Luckily, the report also estimates a saving potential for today’s space cooling by 50%. If we use the best available technology, we will secure cooling that is both sustainable and provides comfort for millions of citizens.

Success hangs on how quickly we can deploy this technology at scale. Five key areas can make a difference and help the EU Commission delivering actions of the “A Clean Planet for All” strategy:

  1. Roll-out appropriate energy standards and labelling schemes

Minimum Energy Performance Standards (MEPS) are the easiest and most efficient way to ensure that only energy efficient cooling devices are placed on the market. The roll-out of labelling schemes across the globe ensures that we use cost-effective technologies. This reduces the total cost of ownership for the devices and benefits of the end-users. However, the use of MEPS needs to be combined with strong market surveillance and enforcement to realize its full potential and ensure all stakeholders are complying with the same rules.

  1. Implement a system approach and secure maintenance of energy efficiency over time

Cooling systems need constant maintenance to ensure that they deliver the promised energy savings over time. According to the European Commission, 75% to 90% of the EU building stock is inefficient. But only 1% of it is renovated each year. There are two priorities for policy makers: one is to accelerate the retrofit of existing buildings and their cooling systems and the other is to improve their maintenance routines over time. The Energy Performance of Buildings Directive (EPBD) goes into the right direction and addresses these two priorities. The stronger focus on the renovation of the existing buildings, e.g. via the long-term renovation strategies and on the optimization of technical buildings systems, such as cooling, heating and ventilation systems are identified. The next critical step is to ensure a good implementation of the EPBD at national level.

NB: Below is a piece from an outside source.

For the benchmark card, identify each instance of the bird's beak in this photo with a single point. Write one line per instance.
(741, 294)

  1. Combining heating and cooling with renewable energy

With today’s technology we can use supermarkets as giant batteries which allows us to store fluctuating renewable energy sources and balance the energy system. Is heating the future of sustainable cooling? Using excess heat coming from cooling applications, i.e. in supermarkets, we can re-use it to heat our water or warm up our buildings — saving energy and money and reducing the pressure on our energy systems. We need to break down silos to unleash the benefits derived from connectivity across sectors.

  1. Leverage the potential of district cooling

In a district cooling system chilled water is being used to cool down buildings and therefore save energy. Copenhagen is a great example, where a district cooling system was established to service hospitals, office buildings, and schools. The result was win-win, with CO2 emissions reduced by about 65% and consumer savings of 80% on energy costs. Looking at the benefits, it is essential to unlock its full potential with new heating and cooling renewable targets. The new national energy and climate plans must be adopted according to the new Governance Regulation on the Energy Union.

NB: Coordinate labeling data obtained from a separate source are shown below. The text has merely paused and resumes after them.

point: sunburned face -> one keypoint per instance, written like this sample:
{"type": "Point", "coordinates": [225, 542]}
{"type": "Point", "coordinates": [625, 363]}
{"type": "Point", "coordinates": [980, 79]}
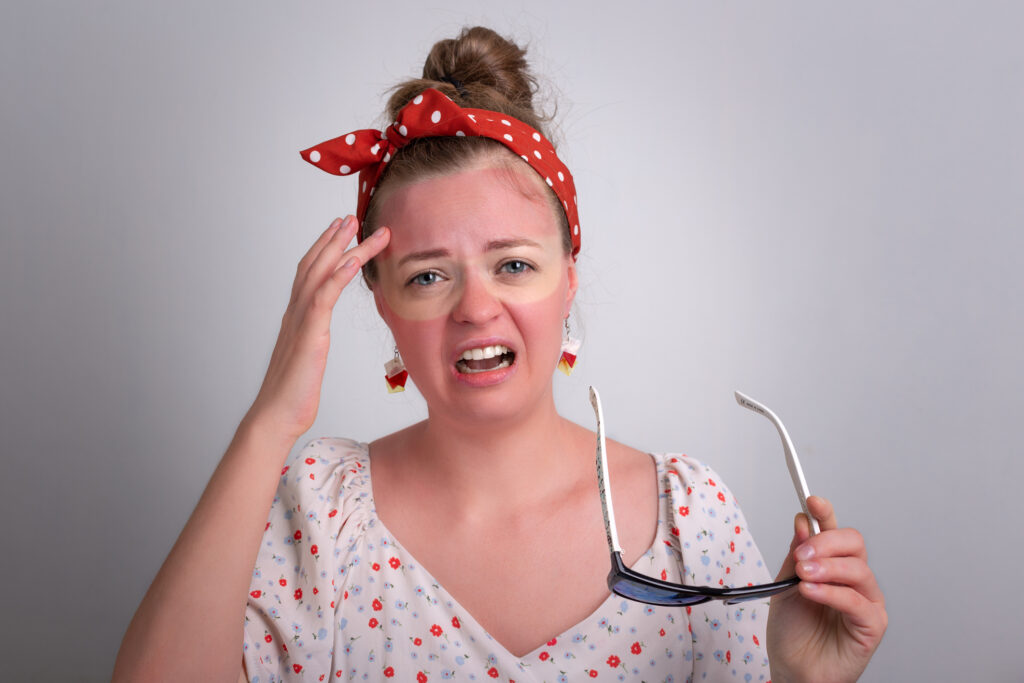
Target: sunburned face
{"type": "Point", "coordinates": [474, 286]}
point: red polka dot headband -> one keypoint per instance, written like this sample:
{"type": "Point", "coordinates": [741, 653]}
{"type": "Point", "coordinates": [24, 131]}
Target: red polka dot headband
{"type": "Point", "coordinates": [432, 114]}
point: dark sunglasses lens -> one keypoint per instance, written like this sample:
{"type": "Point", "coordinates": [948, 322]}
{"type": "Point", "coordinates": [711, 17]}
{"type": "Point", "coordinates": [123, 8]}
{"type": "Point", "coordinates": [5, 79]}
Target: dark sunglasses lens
{"type": "Point", "coordinates": [654, 595]}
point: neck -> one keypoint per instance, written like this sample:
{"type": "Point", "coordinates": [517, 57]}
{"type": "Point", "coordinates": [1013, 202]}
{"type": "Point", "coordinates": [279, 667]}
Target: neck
{"type": "Point", "coordinates": [489, 470]}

  1. Build a framework for the development of new business models

To unlock the full potential of energy efficiency and meet the future energy demand, we need to enable new business models and demand-side management. Energy storage is the key to unlocking flexibility in our energy systems, which can ultimately turn energy consumers into prosumers. We need policies to encourage the re-use of heat that would otherwise be released into the air.

Together we can deliver “A Clean Planet for all”

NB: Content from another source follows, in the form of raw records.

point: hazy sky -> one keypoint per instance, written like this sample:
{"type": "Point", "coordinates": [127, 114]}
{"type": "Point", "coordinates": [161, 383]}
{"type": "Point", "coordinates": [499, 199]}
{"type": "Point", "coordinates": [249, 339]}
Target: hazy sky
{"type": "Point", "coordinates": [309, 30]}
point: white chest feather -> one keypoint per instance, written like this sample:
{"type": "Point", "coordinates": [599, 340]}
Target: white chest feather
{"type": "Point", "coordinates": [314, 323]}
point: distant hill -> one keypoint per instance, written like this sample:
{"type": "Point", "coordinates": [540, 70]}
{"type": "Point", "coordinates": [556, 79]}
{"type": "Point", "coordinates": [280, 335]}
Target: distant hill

Looking at today’s best available technology, the next step needs to be the implementation of ambitious legislation and regulations to increase energy efficiency across sectors. The industry is ready and, together with policymakers and governments, we can unlock the full potential of energy efficiency and open the pathway for a lower energy demand. Let’s join hands across sectors and work towards a cooled and environmental-friendly future together.